While today our strategic communications firm has reached the stage where we do a set of things we have honed through repetition, we still venture out into uncharted territory with our clients. In fact, we have been far more “client driven” than I would have ever expected. This year, for example, we helped a business unit for a pharmaceutical company to develop a five year strategic plan — a full strategic plan, with 18 business leaders and a dozen other participants shaping the work.

These are not typical projects for a communications firm, and they happened because of the trust of our clients. Being client-driven can be risky, but rewarding. It speaks to a real and meaningful relationship between us and our clients.

This leads me to my second note. This one is a small Post-it note from 2018 that lists five things: practice humility; don’t be idle; love everyone; call your mother; be a source of encouragement.

A funny thing happened when I jotted down this second list. This list, with the exception of calling my mom, is about the “how” of work. Talking about this list sparked a conversation about how we at Orangefiery go about doing the things that make us uniquely us. Last fall, one of our team members led an exercise that helped us go a bit deeper on this. The result was a document titled “Our Culture.”

We aspire to be different from other strategic communication firms in our marketplace. What makes us different isn’t our list of offerings, it’s the way we approach the work and how we collaborate with each other and our clients. And as we grow, we have felt the need to make these things explicit.

That document starts: “Culture is the lifeblood of a firm. Especially for a small one like ours. We aspire to stand out based on the quality of our work, but we know people will also form impressions of us based on our behavior: how we treat our clients, how we treat each other, how we speak and how we carry ourselves.”

The list includes the “hard skills” (e.g., strong writing and presentation skills, a commitment to strong project management, an orientation towards research and insights) and “soft skills” (e.g., being purposeful, curious, accountable, collaborative) we look for in our team. It talks about how we work as a team. We require deep thinking at the start of and throughout a project. We are collaborative and motivated by team success. We are accountable. We are focused on people’s strengths. We foster a team culture and help people grow.
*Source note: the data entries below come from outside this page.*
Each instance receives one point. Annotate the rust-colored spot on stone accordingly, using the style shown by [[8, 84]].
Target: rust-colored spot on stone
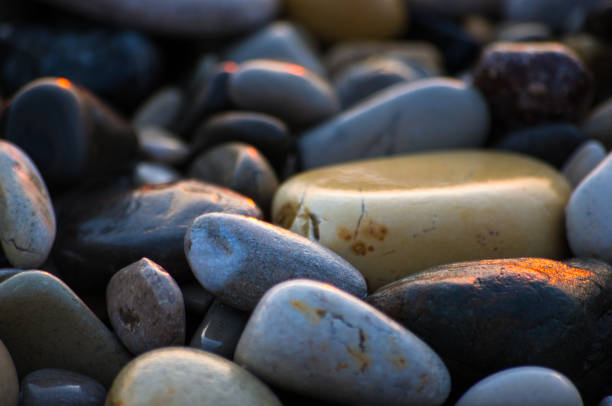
[[313, 314], [344, 233], [285, 216], [374, 230], [359, 248]]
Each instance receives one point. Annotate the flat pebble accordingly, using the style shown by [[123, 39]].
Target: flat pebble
[[26, 212], [145, 307], [284, 90], [239, 258], [45, 325], [314, 339], [583, 161], [187, 377], [220, 330], [424, 115], [59, 387], [463, 205], [523, 386], [239, 167]]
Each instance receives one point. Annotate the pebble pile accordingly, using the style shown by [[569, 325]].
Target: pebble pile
[[306, 202]]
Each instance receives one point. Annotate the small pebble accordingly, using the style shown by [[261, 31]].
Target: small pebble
[[59, 387], [145, 307], [239, 258]]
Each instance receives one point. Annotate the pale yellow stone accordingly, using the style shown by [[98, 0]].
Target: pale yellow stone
[[396, 216], [350, 19]]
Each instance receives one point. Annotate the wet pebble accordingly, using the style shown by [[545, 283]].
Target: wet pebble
[[239, 258], [145, 307]]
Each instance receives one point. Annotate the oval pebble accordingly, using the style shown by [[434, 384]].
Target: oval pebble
[[239, 258], [145, 307], [187, 377], [523, 386], [315, 339]]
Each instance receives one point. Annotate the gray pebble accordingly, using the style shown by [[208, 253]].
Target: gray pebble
[[239, 258]]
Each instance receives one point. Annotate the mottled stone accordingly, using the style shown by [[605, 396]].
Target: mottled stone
[[239, 167], [160, 109], [145, 307], [362, 80], [106, 62], [462, 206], [266, 133], [523, 386], [69, 134], [59, 387], [27, 218], [533, 83], [485, 316], [425, 115], [281, 41], [314, 339], [239, 258], [45, 325], [588, 221], [220, 330], [197, 18], [284, 90], [583, 161], [185, 377], [160, 145], [350, 19], [553, 143], [104, 231], [9, 385]]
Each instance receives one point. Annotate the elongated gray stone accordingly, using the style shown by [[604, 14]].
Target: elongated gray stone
[[314, 339], [45, 325], [424, 115], [239, 258], [27, 220]]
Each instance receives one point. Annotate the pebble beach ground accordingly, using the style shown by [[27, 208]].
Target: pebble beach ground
[[305, 202]]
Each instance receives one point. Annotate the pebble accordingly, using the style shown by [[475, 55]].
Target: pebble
[[266, 133], [101, 60], [160, 145], [194, 18], [239, 167], [583, 161], [69, 134], [9, 384], [238, 259], [364, 79], [60, 387], [305, 99], [187, 377], [160, 110], [523, 386], [588, 221], [26, 211], [45, 325], [350, 19], [424, 115], [485, 316], [280, 41], [553, 143], [533, 83], [102, 232], [330, 345], [220, 330], [463, 205], [145, 307]]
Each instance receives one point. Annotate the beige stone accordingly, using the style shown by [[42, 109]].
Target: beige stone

It talks about what it means to be client centric: having a strong client service mentality; giving clients the best answer we can, even if it’s not the one they want to hear; being accountable to clients and earning their trust through actions; and putting their success first. (One of my favorite lines is, “We’re smarter with our clients/we’re not smarter than our clients.”)

It ends with our values. We are fearlessly inquisitive. We are authentic. We care about the work. We help others be the hero.

We recently partnered with a client on a brand activation project. In the process, the client shared with us that someone had asked the communications team, “What’s the NEWCO way of doing things? What would we do or not do, based on this new brand?” We thought that was a really great question. Later, when our team was debriefing, I asked if that was a question we asked about our brand. They answered, “All the time,” by which they meant they were regularly stepping back and applying the Orangefiery way. I was surprised and really delighted by that answer. It showed that culture work was already paying off.

So, the journey of the past five years for Orangefiery has been marked by two lists. One long, one short. One useful for its time, focused on the “what” of our work and evolving. One that spurred a culture conversation we didn’t know we needed that shapes the “how” and helps us put definition around the hard-to-define issue of what makes us unique. Thank you to all the people — clients, team members, consultants, partners — who have made Orangefiery possible. It has truly been a remarkable journey. I hope the next five years will be as full of growth for our team and for everyone our work impacts.